From what I understand, you have the input string S in the alphabet (allows you to call it A1), and you want to convert it to the string S ', which is its equivalent in the other alphabet A2. Actually, if I understand correctly, you want to generate a list of [S'1, S'2, ..., S'n] output lines that could potentially be equivalent to S.
One approach that comes to mind is that each word in the list of valid words in A2 generates a list of strings in A1 that matches. Using the example in your editing, we have
px->ac qy->ac pr->ab
(clarity for clarity added the extra valid word pr )
Now that we know which possible series of input characters will always be mapped to a real word, we can use our table to create a Trie .

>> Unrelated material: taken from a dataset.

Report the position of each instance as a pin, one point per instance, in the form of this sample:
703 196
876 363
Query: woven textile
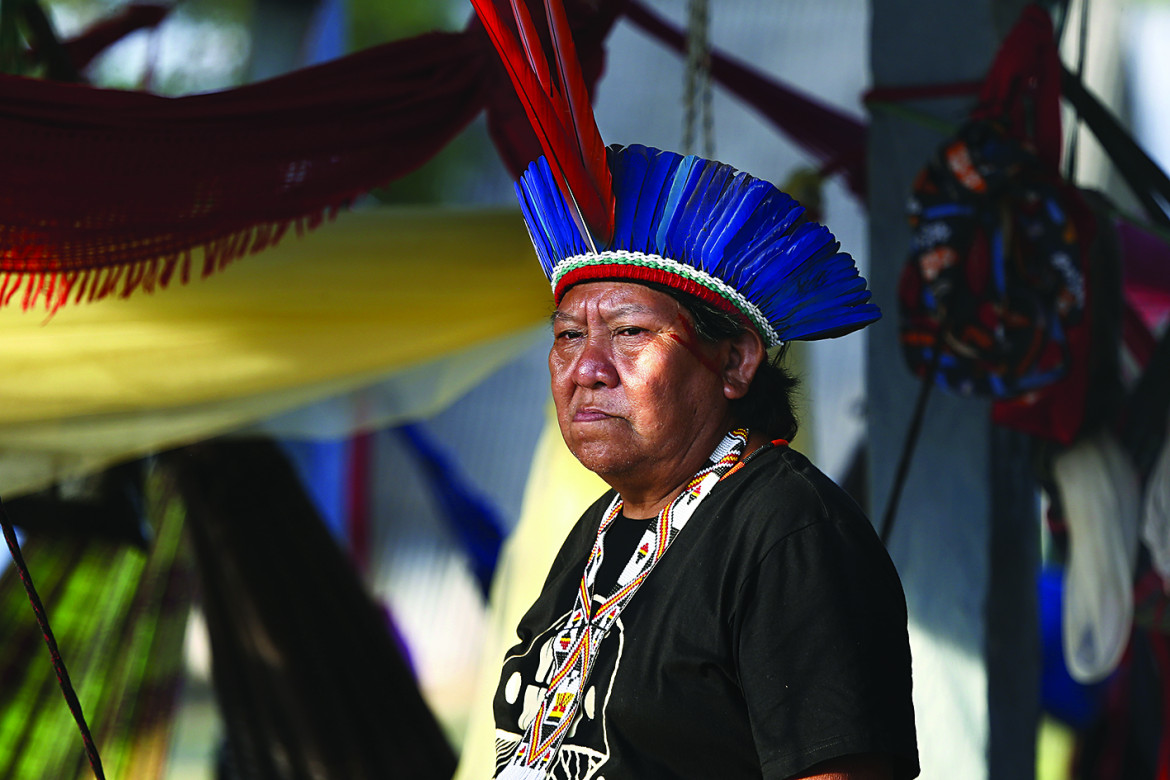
108 191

Each node will contain a pointer to a list of valid words in A2 that map to a sequence of characters in A1 that form the path from the Trie root to the current node.
So for our example, Trie would look something like this:
Root (empty) | a | V +---Node (empty)---+ | b | c | | VV Node (px,qy) Node (pr)
Starting from the root of the node, when characters are consumed, transitions are made from the current node to its child element, marked with the character consumed until we read the entire line. If a transition is not defined for this symbol at any point, the string entered does not exist in our trie and thus does not map to a valid word in our target language. Otherwise, at the end of the process, the list of words associated with the current node is a list of valid words onto which the input line is entered.
Besides the initial cost of building a trie (a trie can be sent in advance if we never want the list of valid words to be changed), it takes O (n) from the input length to find a display list of actual words.
Using Trie also provides the advantage that you can also use it to find a list of all valid words that can be generated by adding more characters to the end of the input ā that is, a prefix match. For example, if you supply the input character "a", we can use trie to search for all valid words that can begin with "a" ('px', 'qr', 'py'). But doing this is not as fast as finding an exact match.
Here's a quick hack solution (in Java):
import java.util.*; class TrieNode{ // child nodes - size of array depends on your alphabet size, // her we are only using the lowercase English characters 'a'-'z' TrieNode[] next=new TrieNode[26]; List<String> words; public TrieNode(){ words=new ArrayList<String>(); } } class Trie{ private TrieNode root=null; public void addWord(String sourceLanguage, String targetLanguage){ root=add(root,sourceLanguage.toCharArray(),0,targetLanguage); } private static int convertToIndex(char c){ // you need to change this for your alphabet return (c-'a'); } private TrieNode add(TrieNode cur, char[] s, int pos, String targ){ if (cur==null){ cur=new TrieNode(); } if (s.length==pos){ cur.words.add(targ); } else{ cur.next[convertToIndex(s[pos])]=add(cur.next[convertToIndex(s[pos])],s,pos+1,targ); } return cur; } public List<String> findMatches(String text){ return find(root,text.toCharArray(),0); } private List<String> find(TrieNode cur, char[] s, int pos){ if (cur==null) return new ArrayList<String>(); else if (pos==s.length){ return cur.words; } else{ return find(cur.next[convertToIndex(s[pos])],s,pos+1); } } } class MyMiniTransliiterator{ public static void main(String args[]){ Trie t=new Trie(); t.addWord("ac","px"); t.addWord("ac","qy"); t.addWord("ab","pr"); System.out.println(t.findMatches("ac")); // prints [px,qy] System.out.println(t.findMatches("ab")); // prints [pr] System.out.println(t.findMatches("ba")); // prints empty list since this does not match anything } }
This is a very simple program, without compression or acceleration, and works only on lowercase English characters for the input language. But it can be easily modified for other character sets.